Just off the top of your head, can you explain what p-values are and what they tell you about your A/B test results? If reading that question almost made you close the current tab, you’re not alone. In fact, according to FiveThirtyEight, even scientists themselves can’t clearly explain what p-values really mean.
While your testing tool probably does most of the number-crunching under the hood, it’s much better to gain a solid understanding of how the math works out than simply running the test and waiting for the results to flash on your dashboard.
Without a good grasp of the math and statistical concepts behind A/B testing, you’ll simply end up guessing rather than actually experimenting. Knowing the underlying technical details helps you make better decisions in your testing and sampling design, as well as gives you a sound framework for interpreting results.
That’s why we put together this quick infographic that visually summarizes the ideas behind key mathematical/statistical concepts you typically encounter in A/B testing.
Don’t worry if you’re allergic to equations and arcane Greek symbols. We won’t be dealing with any of those here. We’ll only focus on building the intuition needed to make informed testing decisions.
Also, the rest of the blog post gives a more in-depth discussion of what’s on the infographic, so you should definitely check that out as well.
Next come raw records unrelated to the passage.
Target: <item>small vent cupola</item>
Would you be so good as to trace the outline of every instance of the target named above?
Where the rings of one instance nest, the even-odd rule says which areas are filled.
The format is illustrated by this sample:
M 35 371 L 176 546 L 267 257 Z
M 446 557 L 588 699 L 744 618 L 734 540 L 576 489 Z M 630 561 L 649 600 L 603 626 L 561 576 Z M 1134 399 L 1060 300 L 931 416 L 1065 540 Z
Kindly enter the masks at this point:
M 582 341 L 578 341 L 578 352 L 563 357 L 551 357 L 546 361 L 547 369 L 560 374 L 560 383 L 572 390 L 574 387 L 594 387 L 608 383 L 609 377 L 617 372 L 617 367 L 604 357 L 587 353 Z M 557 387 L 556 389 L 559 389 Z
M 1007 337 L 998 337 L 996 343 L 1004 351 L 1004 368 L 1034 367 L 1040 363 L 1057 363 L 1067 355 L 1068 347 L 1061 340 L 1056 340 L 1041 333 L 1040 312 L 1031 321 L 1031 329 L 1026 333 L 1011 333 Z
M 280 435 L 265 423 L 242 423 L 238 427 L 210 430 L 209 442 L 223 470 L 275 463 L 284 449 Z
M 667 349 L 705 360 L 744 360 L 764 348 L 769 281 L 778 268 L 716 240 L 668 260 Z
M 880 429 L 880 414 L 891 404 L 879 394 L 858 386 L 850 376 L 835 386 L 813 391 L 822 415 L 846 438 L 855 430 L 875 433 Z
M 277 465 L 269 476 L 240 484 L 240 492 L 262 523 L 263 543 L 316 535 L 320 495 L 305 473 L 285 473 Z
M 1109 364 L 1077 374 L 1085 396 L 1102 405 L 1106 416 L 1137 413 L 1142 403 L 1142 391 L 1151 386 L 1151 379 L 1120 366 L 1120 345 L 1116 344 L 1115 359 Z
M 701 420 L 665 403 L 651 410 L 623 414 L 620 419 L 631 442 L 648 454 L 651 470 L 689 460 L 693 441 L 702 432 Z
Let’s say you wanted to see if changing the color of your call-to-action (CTA) button on your whitepaper landing page from red to green would impact the number of downloads. You then randomly split your traffic 50-50, with one half assigned to the page having the red-colored CTA (the control group) and the other half assigned to the page which has the green-colored CTA (the variation group).
After recording 500 unique visits for each page, you observe that the conversion rate (number of downloads as a percentage of page traffic) for the control group was 7%, while the conversion rate for the variation group was 9%. You may be tempted to conclude that changing the CTA’s color has a real impact on conversions. But before you accept the results as valid, you first need to carefully answer a number of questions about your findings, such as:
- Do I have enough samples (page views) for each of the two groups?
- How likely is it that I got the test results simply by chance?
- Is the difference between the conversion rates big enough to justify making the change?
- If I ran the test again and again, how confident am I that it’s going to give me similar results?
These are only a few of the things you need to think about when planning and carrying out A/B tests. Below, we’ll go over the mathematical/statistical tools to help us objectively answer each of these questions.
The Very Basics
ConversionXL says the three statistical building blocks of A/B testing are: the mean, variance, and sampling. Let’s now gain a more intuitive feel for these concepts and understand what the numbers really tell us.
We commonly refer to the mean as the average. But what does the “mean” really mean? You can think of the mean as the number that represents a collection of numbers really well. That is, knowing the mean gives you a rough idea of what values a sample tends to have since most of the numbers in that sample will tend to cluster around the mean.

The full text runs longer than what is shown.